One of Gov. Arnold Schwarzenegger's budget-writers told stunned lawmakers on Friday that those 50 judges probably won't be appointed until August. The administration will focus first on filling approximately 15 vacancies in existing trial court positions before it moves "aggressively" to begin naming the 50 new jurists, an unidentified staffer told the legislative Budget Conference Committee.
After long negotiations last year, lawmakers allocated more than $5 million to pay for the new judges and their support staff to start work this month, the last of the 2006-07 fiscal year.
"You haven't appointed any of the 50 judges yet?" state Sen.

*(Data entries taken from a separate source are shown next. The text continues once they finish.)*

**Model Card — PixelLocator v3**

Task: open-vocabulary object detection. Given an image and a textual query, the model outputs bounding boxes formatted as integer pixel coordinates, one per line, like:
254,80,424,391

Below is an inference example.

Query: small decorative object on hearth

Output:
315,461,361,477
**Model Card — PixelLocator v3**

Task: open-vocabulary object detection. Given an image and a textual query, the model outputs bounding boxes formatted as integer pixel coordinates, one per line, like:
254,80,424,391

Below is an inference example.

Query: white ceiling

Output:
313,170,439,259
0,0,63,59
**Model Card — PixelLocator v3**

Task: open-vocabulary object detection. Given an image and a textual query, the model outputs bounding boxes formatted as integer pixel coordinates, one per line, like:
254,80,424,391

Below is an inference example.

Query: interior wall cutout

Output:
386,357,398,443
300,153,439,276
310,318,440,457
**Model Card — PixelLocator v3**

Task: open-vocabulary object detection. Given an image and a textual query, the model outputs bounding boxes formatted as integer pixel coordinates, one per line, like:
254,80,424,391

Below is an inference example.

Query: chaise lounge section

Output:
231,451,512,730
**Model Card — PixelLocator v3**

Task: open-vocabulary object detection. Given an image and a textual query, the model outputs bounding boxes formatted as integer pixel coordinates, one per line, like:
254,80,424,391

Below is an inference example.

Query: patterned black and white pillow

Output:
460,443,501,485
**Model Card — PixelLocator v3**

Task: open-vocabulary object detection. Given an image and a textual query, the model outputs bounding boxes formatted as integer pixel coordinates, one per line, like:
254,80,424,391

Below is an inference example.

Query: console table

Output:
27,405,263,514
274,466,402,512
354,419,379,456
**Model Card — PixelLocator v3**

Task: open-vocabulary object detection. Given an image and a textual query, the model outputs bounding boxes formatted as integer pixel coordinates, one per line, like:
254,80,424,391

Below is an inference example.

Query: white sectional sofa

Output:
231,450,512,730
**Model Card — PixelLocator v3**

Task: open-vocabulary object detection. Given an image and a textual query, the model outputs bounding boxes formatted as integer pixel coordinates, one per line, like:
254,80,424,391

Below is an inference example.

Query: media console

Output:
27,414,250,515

Denise Ducheny, D-San Diego, asked. Nope, the staffer said. Ducheny and other committee members then asked what happened to the $5 million. Not sure, the mystery staffer answered.
That reply led Ducheny and Committee Chairman John Laird, D-Santa Cruz, to demand from the governor's office a list of all the judicial appointments he's made over the last year — presumably to analyze the diversity of his picks. The state Assembly held up legislation authorizing the 50 new judgeships last summer over criticism that the governor had appointed too many white men.
Schwarzenegger spokeswoman Gena Grebitus had not seen the committee testimony but said the appointments have been slowed by the "significant number" of lawyers who have applied for bench positions since Judicial Appointments secretary Sharon Majors-Lewis launched "serious outreach" to minority attorneys in recent months.
"Some of those applicants will not be vetted through the JNE Commission until August," Grebitus said of the Commission on Judicial Nominees.
Lawmakers may react with some skepticism to that explanation since Schwarzenegger has known that he'd have to name 50 new judges — with legislators carefully eyeing the diversity of those picks — for almost a year. Committee hearings continue on Saturday.